Проглотив ком в горле, Джоанна погладила шелковистую шерсть пурпурного плаща с отделкой из черного каракуля, лежавшего на самом верху. Он был на Прюите в тот день, когда Джоанна увидела его в первый раз. Он был так красив, что она едва осмеливалась смотреть в его сторону. Кто-то похвалил его плащ, и Прюит сообщил, что привез его из последнего путешествия в Монпелье, куда он ездил дважды в год, чтобы закупить византийские и сицилийские шелка, добавив, что он бывал на Сицилии и в Константинополе. Восточные шелка поступали через Александрию, и он покупал их в итальянских портах. Джоанна, не выезжавшая дальше Лондона, была потрясена, услышав обо всех местах, которые он посетил. Никогда прежде Она не встречала человека, так много повидавшего, такого утонченного и такого красивого.
И он хотел жениться на ней.
Она благодарила Бога за появление Прюита Чапмена в ее жизни.
Вначале.
Джоанна вытащила плащ из сундука и положила на постель. За ним последовали две шелковые туники, длинный шерстяной жилет, фетровая шляпа и четыре пары шелковых чулок. Затем Джоанна извлекла из сундука пару шерстяных рейтуз, она связала их для мужа вскоре после свадьбы. Он никогда их не надевал, объявив, что мужчина, который зарабатывает на жизнь, торгуя шелком, не может расхаживать в домотканых штанах, как разносчик воды.
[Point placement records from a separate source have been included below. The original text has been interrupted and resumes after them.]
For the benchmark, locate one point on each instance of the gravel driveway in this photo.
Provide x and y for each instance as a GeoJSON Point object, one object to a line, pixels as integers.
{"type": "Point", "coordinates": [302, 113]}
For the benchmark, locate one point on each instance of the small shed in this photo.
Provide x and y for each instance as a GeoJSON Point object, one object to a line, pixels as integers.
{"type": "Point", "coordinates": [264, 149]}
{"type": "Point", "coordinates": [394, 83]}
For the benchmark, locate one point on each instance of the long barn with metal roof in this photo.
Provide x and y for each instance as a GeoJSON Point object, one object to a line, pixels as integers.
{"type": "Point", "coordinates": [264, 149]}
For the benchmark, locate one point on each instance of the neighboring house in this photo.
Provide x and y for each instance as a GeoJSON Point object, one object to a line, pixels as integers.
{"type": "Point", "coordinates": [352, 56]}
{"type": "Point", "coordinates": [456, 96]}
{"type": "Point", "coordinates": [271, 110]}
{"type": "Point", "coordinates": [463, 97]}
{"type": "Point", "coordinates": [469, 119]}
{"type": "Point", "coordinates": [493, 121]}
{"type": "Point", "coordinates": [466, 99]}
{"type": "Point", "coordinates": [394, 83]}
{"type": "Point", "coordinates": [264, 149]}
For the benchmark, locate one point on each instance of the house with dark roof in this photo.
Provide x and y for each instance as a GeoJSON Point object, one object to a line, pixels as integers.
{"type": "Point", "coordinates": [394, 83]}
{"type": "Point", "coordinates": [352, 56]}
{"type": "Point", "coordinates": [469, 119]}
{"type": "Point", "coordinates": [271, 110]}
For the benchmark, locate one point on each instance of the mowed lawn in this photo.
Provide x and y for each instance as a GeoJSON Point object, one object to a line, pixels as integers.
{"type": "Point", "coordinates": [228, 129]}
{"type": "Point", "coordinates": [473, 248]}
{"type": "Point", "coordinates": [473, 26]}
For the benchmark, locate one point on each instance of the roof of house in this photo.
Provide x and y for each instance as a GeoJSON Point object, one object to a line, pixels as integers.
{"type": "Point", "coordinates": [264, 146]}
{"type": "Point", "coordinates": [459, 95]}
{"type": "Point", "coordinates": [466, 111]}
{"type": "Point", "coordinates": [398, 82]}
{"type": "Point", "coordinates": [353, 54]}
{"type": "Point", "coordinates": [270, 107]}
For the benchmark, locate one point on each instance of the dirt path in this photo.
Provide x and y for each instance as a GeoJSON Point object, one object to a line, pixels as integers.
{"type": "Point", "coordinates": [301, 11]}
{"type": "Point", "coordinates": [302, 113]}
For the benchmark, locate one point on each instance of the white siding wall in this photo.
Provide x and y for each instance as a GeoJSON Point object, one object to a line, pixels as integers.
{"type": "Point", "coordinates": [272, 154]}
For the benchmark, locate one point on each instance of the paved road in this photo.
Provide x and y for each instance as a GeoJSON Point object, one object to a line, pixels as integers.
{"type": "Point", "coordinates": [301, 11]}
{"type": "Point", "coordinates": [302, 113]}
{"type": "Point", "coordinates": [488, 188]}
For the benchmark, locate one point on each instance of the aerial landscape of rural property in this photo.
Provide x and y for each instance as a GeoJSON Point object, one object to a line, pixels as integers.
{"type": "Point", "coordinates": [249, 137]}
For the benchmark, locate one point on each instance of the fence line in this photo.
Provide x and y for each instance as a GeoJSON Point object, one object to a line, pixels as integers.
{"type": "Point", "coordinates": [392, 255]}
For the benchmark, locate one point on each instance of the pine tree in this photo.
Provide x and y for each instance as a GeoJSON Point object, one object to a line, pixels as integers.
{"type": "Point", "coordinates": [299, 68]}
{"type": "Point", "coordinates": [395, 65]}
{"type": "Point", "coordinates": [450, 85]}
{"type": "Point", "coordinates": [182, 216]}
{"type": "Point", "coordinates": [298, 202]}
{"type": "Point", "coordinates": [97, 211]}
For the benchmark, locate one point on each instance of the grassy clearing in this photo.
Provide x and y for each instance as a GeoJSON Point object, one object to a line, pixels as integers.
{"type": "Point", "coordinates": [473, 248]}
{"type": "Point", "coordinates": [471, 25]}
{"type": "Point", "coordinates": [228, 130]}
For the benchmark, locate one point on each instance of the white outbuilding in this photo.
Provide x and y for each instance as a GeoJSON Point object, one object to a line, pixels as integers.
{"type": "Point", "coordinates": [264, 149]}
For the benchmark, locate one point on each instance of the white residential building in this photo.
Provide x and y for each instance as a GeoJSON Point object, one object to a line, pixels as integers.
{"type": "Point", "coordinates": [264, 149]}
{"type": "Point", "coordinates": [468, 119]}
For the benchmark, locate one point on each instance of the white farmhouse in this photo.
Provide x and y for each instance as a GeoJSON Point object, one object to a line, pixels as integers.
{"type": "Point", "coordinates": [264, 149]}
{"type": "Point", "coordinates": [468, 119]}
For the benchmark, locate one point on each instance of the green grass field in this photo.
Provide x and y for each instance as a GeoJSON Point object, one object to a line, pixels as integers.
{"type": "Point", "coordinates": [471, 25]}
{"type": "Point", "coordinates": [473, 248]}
Джоанна пристроила их на стопку одежды, затем, поразмыслив, отложила в сторону. Вытащив из сундука рубашки и нижнее белье, она выбрала свою любимую рубашку из индийского муслина – Прюит купил ее в Риме – и положила вместе с бельем к рейтузам.
Порывшись на дне сундука среди поясов, башмаков, перчаток, пряжек и других предметов, Джоанна нашла то, что искала: зеркальце в кожаном футляре, бритву, точильный камень и расческу. Добавив все это к одежде, которую отложила для Грэма, она задумчиво уставилась на деревянную резную шкатулку, лежавшую на самом дне.
Впервые Джоанна увидела эту шкатулку восемь месяцев назад. А открыв, почувствовала себя так, словно ее ударили под Дых. Она подумывала о том, чтобы бросить шкатулку вместе с содержимым в Темзу, но в конечном итоге решила оставить. В сущности, это было самое значительное напоминание о ее браке, и его присутствие в ногах ее постели служило гарантией того, что она никогда больше не позволит использовать себя, как это сделал Прюит.
Собравшись с духом, она открыла шкатулку, где Прюит хранил свои трофеи: женские чулки и подвязки, пряди волос, перевязанные ленточками, заколки из слоновой кости и серебра, сережки, в основном из дешевого стекла, и рукава сорочек, все еще источавшие аромат духов их хозяек.
Одна из прядей волос принадлежала ей.
Джоанна захлопнула крышку шкатулки. Как Хью назвал Прюита вчера вечером?
– Смазливый проходимец, – произнесла она вслух. Побросав одежду Прюита назад, она заперла сундук и спустилась вниз, прихватив с собой вещи, отложенные для Грэма.
– Я принесла вам… – начала она, отодвинув кожаную занавеску на двери в кладовую, и ахнула.
Грэм стоял совершенно обнаженный и вытирался полотенцем.
– Извините. – Она попятилась, уронив занавеску. – Я не сообразила, что вы…
– Все в порядке, – отозвался он из-за занавески. – Можете войти. Я уже прикрылся, более или менее.
Джоанна не шелохнулась, уставившись на занавеску. Прошло пять лет с тех пор, как она видела обнаженным Прюита, но то, каким она запомнила своего мужа, не шло ни в какое сравнение с тем, что она увидела сейчас. У Грэма Фокса было тело закаленного в боях воина, худощавое и мускулистое. Он являл собой великолепный образчик мужчины. Прюит, хотя и был на несколько лет старше, казался рядом с ним – во всех отношениях – незрелым юнцом.
– Мистрис?
– Я… принесла вам кое-какую одежду. То есть я принесла бритву… – сбивчиво произнесла Джоанна, досадуя на себя. Лепечет, как слабоумная!